Habiskan ADD Rp1,4 Miliar, Lapangan Desa Ini Kalahkan Sejumlah Stadion di Indonesia

Editor: Abu Asyraf
Habiskan ADD Rp1,4 Miliar, Lapangan Desa Ini Kalahkan Sejumlah Stadion di Indonesia
Lapangan Bola Lodaya Sakti

RAKYATKU.COM - Klub-klub Liga Indonesia yang belum memiliki stadion mesti malu pada Desa Cisayong, Tasikmalaya, Jawa Barat. Lapangan sepak bola mereka sudah berstandar FIFA.

Rumput lapangan yang hijau mirip stadion di Eropa.
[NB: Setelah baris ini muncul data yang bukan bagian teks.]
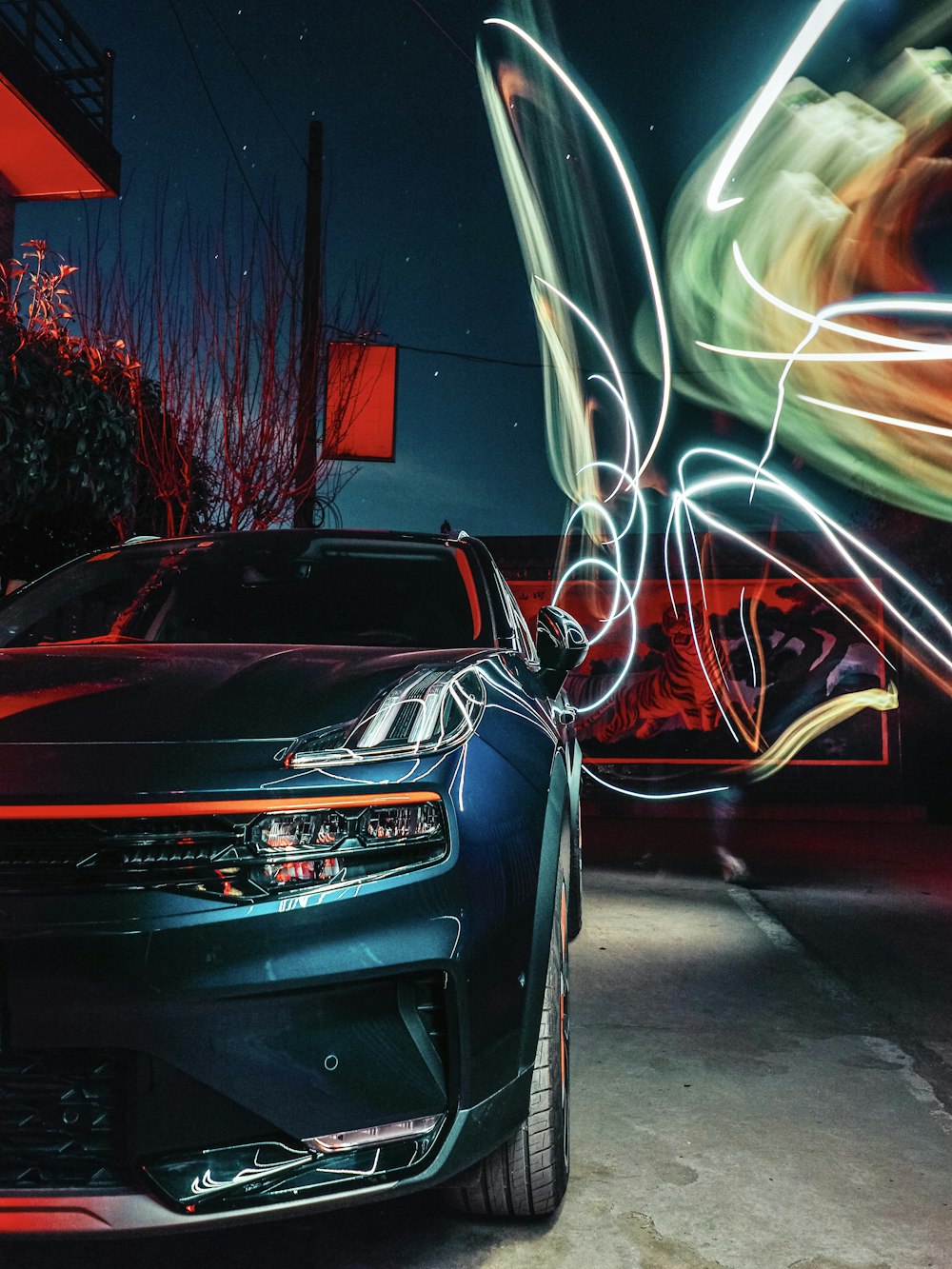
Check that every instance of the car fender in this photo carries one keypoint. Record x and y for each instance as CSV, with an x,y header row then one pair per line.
x,y
554,865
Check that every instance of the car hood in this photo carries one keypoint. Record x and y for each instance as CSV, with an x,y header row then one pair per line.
x,y
160,693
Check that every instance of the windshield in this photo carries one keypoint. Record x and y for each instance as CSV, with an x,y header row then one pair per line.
x,y
268,587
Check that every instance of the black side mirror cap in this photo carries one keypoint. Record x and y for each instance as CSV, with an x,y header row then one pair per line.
x,y
563,646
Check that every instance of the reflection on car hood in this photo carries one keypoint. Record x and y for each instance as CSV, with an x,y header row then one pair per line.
x,y
122,694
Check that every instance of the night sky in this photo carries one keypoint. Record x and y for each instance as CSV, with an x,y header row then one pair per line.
x,y
413,188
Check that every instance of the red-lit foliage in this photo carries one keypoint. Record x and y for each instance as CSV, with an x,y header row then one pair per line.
x,y
215,323
67,420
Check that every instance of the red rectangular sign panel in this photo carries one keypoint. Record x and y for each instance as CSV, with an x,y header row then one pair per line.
x,y
361,403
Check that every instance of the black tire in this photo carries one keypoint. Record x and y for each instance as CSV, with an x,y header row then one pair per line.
x,y
527,1176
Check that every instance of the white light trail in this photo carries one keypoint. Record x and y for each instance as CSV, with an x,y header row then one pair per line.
x,y
810,31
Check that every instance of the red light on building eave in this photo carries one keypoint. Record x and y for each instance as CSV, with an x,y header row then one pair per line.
x,y
34,160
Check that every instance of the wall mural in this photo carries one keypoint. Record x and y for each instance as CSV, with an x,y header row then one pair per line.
x,y
771,648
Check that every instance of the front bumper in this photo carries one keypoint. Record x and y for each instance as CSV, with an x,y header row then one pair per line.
x,y
288,1020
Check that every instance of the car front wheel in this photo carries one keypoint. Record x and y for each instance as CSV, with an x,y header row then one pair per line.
x,y
527,1176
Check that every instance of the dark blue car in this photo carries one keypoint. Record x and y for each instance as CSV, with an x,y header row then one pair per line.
x,y
289,862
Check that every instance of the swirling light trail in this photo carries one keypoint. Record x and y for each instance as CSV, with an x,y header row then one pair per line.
x,y
726,473
810,31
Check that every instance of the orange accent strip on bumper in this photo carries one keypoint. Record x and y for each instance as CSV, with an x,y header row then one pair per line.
x,y
220,806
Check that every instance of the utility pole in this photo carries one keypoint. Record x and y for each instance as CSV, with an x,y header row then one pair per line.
x,y
311,324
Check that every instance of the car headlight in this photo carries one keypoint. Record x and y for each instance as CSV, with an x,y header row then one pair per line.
x,y
314,848
430,711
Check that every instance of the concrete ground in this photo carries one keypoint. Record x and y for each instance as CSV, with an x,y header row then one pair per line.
x,y
748,1092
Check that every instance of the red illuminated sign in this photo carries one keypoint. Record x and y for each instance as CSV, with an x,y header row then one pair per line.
x,y
361,403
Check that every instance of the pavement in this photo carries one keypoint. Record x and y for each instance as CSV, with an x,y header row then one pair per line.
x,y
758,1073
Lapangan Bola Lodaya Sakti ini amat terawat. Ukurannya memang hanya 93x54 meter. Rumputnya yang sudah memenuhi standar Federation of International Football Association (FIFA).

Rumput lapangan yang digunakan berasal dari Eropa dari jenis Zoysia matrella (ZM). Jenis rumput ini masuk dalam kategori kualitas tinggi dengan kerapatan, elastisitas, kemampuan menahan beban, pemulihan diri, dan perakarannya yang sempurna, sehingga bisa mengurangi risiko cedera bagi para pemain.

Kepala Desa Cisayong, Yudi Cahyudin mengatakan, pembangunan lapangan sepak bola ini mengacu pada Permendes Nomor 19 Tahun 2017 tentang Penetapan Prioritas Dana Desa Tahun 2018.

Total anggaran yang dihabiskan dalam perbaikan lapangan ini mencapai Rp1,4 miliar. Termasuk pagar dan drainase. Pemerintah desa juga mengalokasikan biaya pemeliharaan Rp5 juta per bulan. Dana itu digunakan untuk bayar listrik, penyiraman, pemotongan, dan pemupukan rumput.

Agar kembali modal, lapangan ini disewakan untuk masyarakat umum dengan biaya sebesar Rp500 ribu per sekali main. Lapangan ini dikelola Badan Usaha Milik Desa (BUMDes).

Staf Khusus Menteri Desa PDTT, Syaiful Huda Syafii mengatakan, lapangan bola Lodaya Sakti merupakan karya yang sangat luar biasa, terutama untuk level pemerintahan desa. 

Kondisi ini jomplang dengan sejumlah stadion di Indonesia. Banyak yang rumputnya tidak rata.